The price of the Indian crude oil basket appears likely to remain considerably lower in the immediate term, than the average of US$80/barrel in October 2018. Nevertheless, supply-demand balances, geopolitical developments, and concerns regarding the impact of trade wars on global growth would continue to impart volatility to crude prices and the outlook for bond yields.

Following the correction in the CPI inflation to 3.3% in October 2018, and the pullback in crude oil prices and the rupee, concerns regarding the trajectory of inflation have receded considerably. Accordingly, the Monetary Policy Committee is likely to leave the repo rate unchanged in the December 2018 policy review, despite having revised the monetary policy stance to calibrated tightening in October 2018, which would contribute to keep G-sec yields steady.

On a daily average basis, systematic liquidity shifted from surplus in the first quarter of this fiscal to deficit in Q2. To infuse durable liquidity, the Reserve Bank of India (RBI) conducted open market operations (OMOs) to purchase G-sec of Rs 86,000 crore in April-October FY2019, and has announced additional OMO purchases of Rs 40,000 crore in November, which has helped to cool G-sec yields.

Systemic liquidity conditions are expected to remain tight in this quarter, on account of the harvest, marriage season, legislative elections, upcoming advance tax payment and busy season for bank credit. Therefore, we expect a continuation of OMOs to purchase G-sec by the RBI, with three weekly auctions of Rs 10,000 crore each during December 2018, which would dampen G-sec yields.
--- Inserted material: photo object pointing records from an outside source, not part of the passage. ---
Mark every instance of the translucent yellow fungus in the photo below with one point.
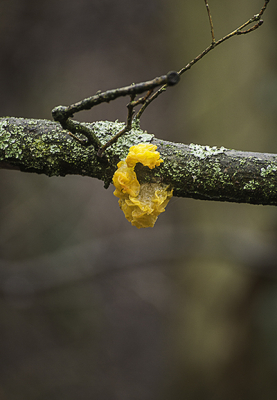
(143, 203)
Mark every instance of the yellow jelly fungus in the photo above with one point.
(143, 203)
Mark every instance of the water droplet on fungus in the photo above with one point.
(143, 203)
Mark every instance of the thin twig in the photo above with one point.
(238, 31)
(210, 20)
(63, 113)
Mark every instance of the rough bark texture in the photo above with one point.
(200, 172)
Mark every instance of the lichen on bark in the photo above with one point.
(200, 172)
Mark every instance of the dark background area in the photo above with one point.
(91, 307)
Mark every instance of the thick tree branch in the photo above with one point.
(200, 172)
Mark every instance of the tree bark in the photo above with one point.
(199, 172)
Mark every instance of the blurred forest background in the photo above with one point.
(91, 307)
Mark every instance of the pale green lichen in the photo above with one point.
(205, 151)
(269, 170)
(251, 185)
(121, 148)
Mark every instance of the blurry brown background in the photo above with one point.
(91, 307)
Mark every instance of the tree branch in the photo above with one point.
(199, 172)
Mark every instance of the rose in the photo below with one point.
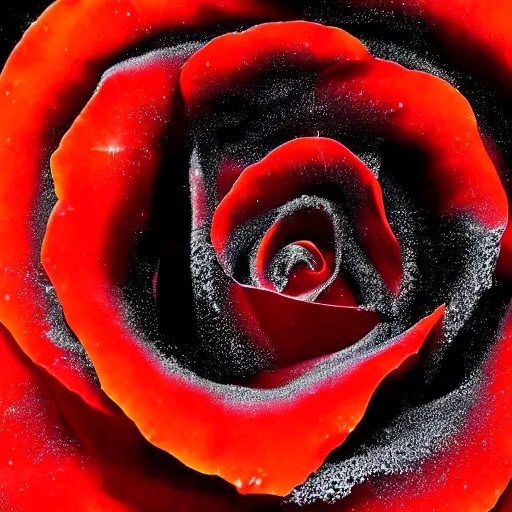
(290, 232)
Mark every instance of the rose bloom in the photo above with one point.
(255, 257)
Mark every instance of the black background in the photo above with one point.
(15, 17)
The size of the planned G-sec issuance for FY2019 has been pared from the budgeted level, and officials have reiterated that a fiscal slippage in FY2019 would be avoided. However, various fiscal risks persist, which the markets would continue to monitor. A build-up of expectations about an upward revision in the G-sec issuance for Q4 FY2019, may push up yields towards the end of the quarter.

The US Federal Reserve appears set for one more rate hike in December 2018. If the threat of trade wars de-escalates, and once the US markets start to price in two to three rate hikes for 2019, the US 10-year yield may rise above 3.3%, which may push up the G-sec yields as well.

Overall, we expect G-sec yields to continue to display two-way volatility and range between 7.6-8% in the remainder of Q3 FY2019.